What’s on : Lectures

Blizzards of Steel: Viking Poetry and the Battles of Fulford and Stamford Bridge

Lectures
Date
8 Nov 2016
Start time
7:30 PM
Venue
Tempest Anderson Hall
Speaker
Dr Matthew Townend
Blizzards of Steel: Viking Poetry and the Battles of Fulford and Stamford Bridge

Event Information

Blizzards of Steel: Viking Poetry and the Battles of Fulford and Stamford Bridge
A lecture by Dr Matthew Townend, University of York
Jointly organised by The Centre for Medieval Studies, University of York & the Yorkshire Philosophical Society in the year of the 950th anniversary of the battles of Stamford Bridge and Fulford.
950 years ago, in 1066, the Norwegian king Harald Hardrada launched an attack on England in an attempt to gain the country’s disputed throne.

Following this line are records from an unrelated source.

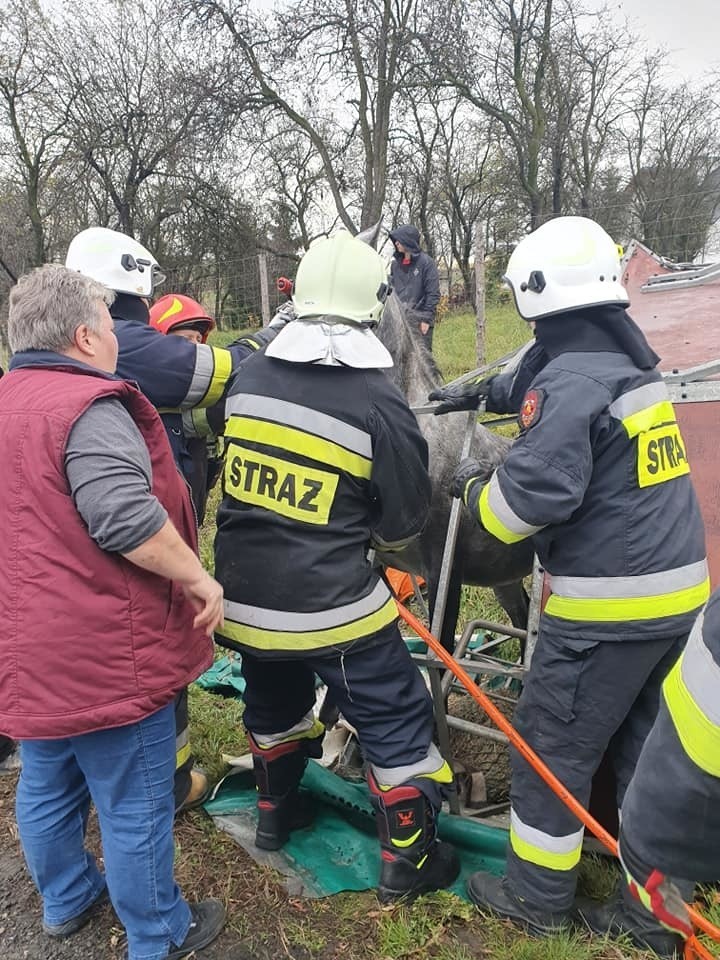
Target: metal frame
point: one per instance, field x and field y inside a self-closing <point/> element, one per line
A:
<point x="684" y="386"/>
<point x="479" y="662"/>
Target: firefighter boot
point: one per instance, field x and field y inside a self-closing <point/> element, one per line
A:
<point x="281" y="806"/>
<point x="623" y="914"/>
<point x="495" y="895"/>
<point x="414" y="861"/>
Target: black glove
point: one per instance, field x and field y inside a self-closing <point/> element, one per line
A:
<point x="467" y="470"/>
<point x="467" y="396"/>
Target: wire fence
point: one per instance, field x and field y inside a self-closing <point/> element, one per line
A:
<point x="238" y="293"/>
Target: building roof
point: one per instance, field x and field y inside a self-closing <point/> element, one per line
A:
<point x="677" y="306"/>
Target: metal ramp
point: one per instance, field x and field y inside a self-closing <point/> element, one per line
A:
<point x="696" y="397"/>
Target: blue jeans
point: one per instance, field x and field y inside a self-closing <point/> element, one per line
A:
<point x="128" y="774"/>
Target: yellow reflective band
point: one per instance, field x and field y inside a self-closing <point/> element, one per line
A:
<point x="222" y="369"/>
<point x="621" y="609"/>
<point x="292" y="440"/>
<point x="443" y="775"/>
<point x="182" y="755"/>
<point x="661" y="456"/>
<point x="316" y="730"/>
<point x="310" y="639"/>
<point x="492" y="523"/>
<point x="653" y="416"/>
<point x="301" y="493"/>
<point x="544" y="858"/>
<point x="699" y="736"/>
<point x="406" y="843"/>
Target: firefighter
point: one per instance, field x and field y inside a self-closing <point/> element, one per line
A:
<point x="599" y="479"/>
<point x="324" y="459"/>
<point x="671" y="813"/>
<point x="191" y="438"/>
<point x="172" y="373"/>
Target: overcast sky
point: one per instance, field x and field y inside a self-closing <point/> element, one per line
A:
<point x="688" y="28"/>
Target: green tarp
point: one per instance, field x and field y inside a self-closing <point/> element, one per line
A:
<point x="340" y="851"/>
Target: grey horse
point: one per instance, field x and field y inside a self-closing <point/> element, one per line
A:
<point x="480" y="558"/>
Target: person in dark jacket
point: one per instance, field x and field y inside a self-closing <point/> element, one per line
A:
<point x="599" y="479"/>
<point x="324" y="459"/>
<point x="415" y="280"/>
<point x="172" y="372"/>
<point x="105" y="613"/>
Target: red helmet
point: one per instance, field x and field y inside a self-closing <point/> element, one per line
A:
<point x="176" y="310"/>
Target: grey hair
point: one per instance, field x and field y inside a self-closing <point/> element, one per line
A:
<point x="47" y="306"/>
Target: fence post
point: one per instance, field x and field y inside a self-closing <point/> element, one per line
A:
<point x="480" y="291"/>
<point x="264" y="289"/>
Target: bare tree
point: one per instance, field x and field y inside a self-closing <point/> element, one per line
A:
<point x="143" y="108"/>
<point x="353" y="60"/>
<point x="35" y="113"/>
<point x="500" y="65"/>
<point x="673" y="149"/>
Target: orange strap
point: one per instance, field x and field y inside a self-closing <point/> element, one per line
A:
<point x="693" y="947"/>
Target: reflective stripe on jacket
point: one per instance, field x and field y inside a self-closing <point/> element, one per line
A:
<point x="320" y="462"/>
<point x="600" y="481"/>
<point x="172" y="372"/>
<point x="671" y="812"/>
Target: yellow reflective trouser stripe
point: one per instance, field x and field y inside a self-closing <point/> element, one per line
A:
<point x="699" y="736"/>
<point x="649" y="417"/>
<point x="406" y="843"/>
<point x="493" y="524"/>
<point x="316" y="730"/>
<point x="309" y="639"/>
<point x="221" y="374"/>
<point x="544" y="858"/>
<point x="620" y="609"/>
<point x="443" y="775"/>
<point x="182" y="755"/>
<point x="296" y="441"/>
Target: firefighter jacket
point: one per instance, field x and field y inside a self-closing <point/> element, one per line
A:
<point x="321" y="463"/>
<point x="599" y="479"/>
<point x="94" y="640"/>
<point x="173" y="373"/>
<point x="671" y="811"/>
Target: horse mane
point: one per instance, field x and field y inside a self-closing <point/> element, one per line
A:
<point x="415" y="372"/>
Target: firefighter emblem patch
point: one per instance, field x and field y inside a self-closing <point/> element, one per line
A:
<point x="405" y="819"/>
<point x="531" y="409"/>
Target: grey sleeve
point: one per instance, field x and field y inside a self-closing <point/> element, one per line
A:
<point x="108" y="468"/>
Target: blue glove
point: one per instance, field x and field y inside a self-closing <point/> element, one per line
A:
<point x="467" y="471"/>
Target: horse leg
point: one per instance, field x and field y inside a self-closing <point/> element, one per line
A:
<point x="452" y="605"/>
<point x="514" y="600"/>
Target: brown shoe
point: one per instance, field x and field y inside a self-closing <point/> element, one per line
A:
<point x="198" y="793"/>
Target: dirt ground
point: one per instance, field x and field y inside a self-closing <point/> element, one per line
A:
<point x="21" y="934"/>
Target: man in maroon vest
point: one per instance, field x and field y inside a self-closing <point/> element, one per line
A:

Victorious at the Battle of Fulford on 20th September, and so capturing York, Harald was then defeated five days later, at the Battle of Stamford Bridge, by the English king Harold Godwineson (who was himself, of course, to be defeated at the Battle of Hastings three weeks later). The best contemporary accounts of these battles are supplied (from the English side) by the Anglo-Saxon Chronicle and (from the Scandinavian side) by Old Norse praise-poetry. This lecture will commemorate these two local battles through a close examination of these sources, and will in particular introduce and explore the unfamiliar genre of Old Norse court poetry – a form of literature that enables us to get closer than any other to the cultural world of Viking Age kings and their followers.
Dr Matthew Townend is Reader in English and Related Literature at the University of York.  He  is the author of several books including ‘Viking Age Yorkshire’ (Blackthorn Press, 2014)
Member’s report

The Anglo-Saxon Chronicle and skaldic verse, the praise poetry of the Scandinavian courts, contain near-contemporary (i.e. within ten years of 1066) accounts of the battles of Fulford and Stamford Bridge. None is specific about topography or details of the battles – – there is no mention of Fulford by name, or of the bridge at Stamford, for instance – – but each contains incidentally interesting information: the name Yorkshire (Eoforwicscire) first appears at this time in the Chronicle; Scandinavian personal names were very common in northern England; and, as now, they regarded their Anglo-Saxon fellow-countrymen as soft southerners

Viking skaldic verse is primarily heroic rather than descriptive. Originally an oral tradition, it employed remarkable rhythms, and in particular kennings (conventional metaphors) to convey qualities of heroic leadership and the heat of battle: for example, “blizzards of steel”, “rainshower of wounds”. The battle stanzas also contain generic storytelling images which suggest that, though contemporary, they provide and are the source of community memory and myth rather than facts. They emerged from the court of (Saint) Olaf, brother of Harald Hardrada, who died at Stamford Bridge, and interestingly also convey a veiled criticism of the failed Viking campaign.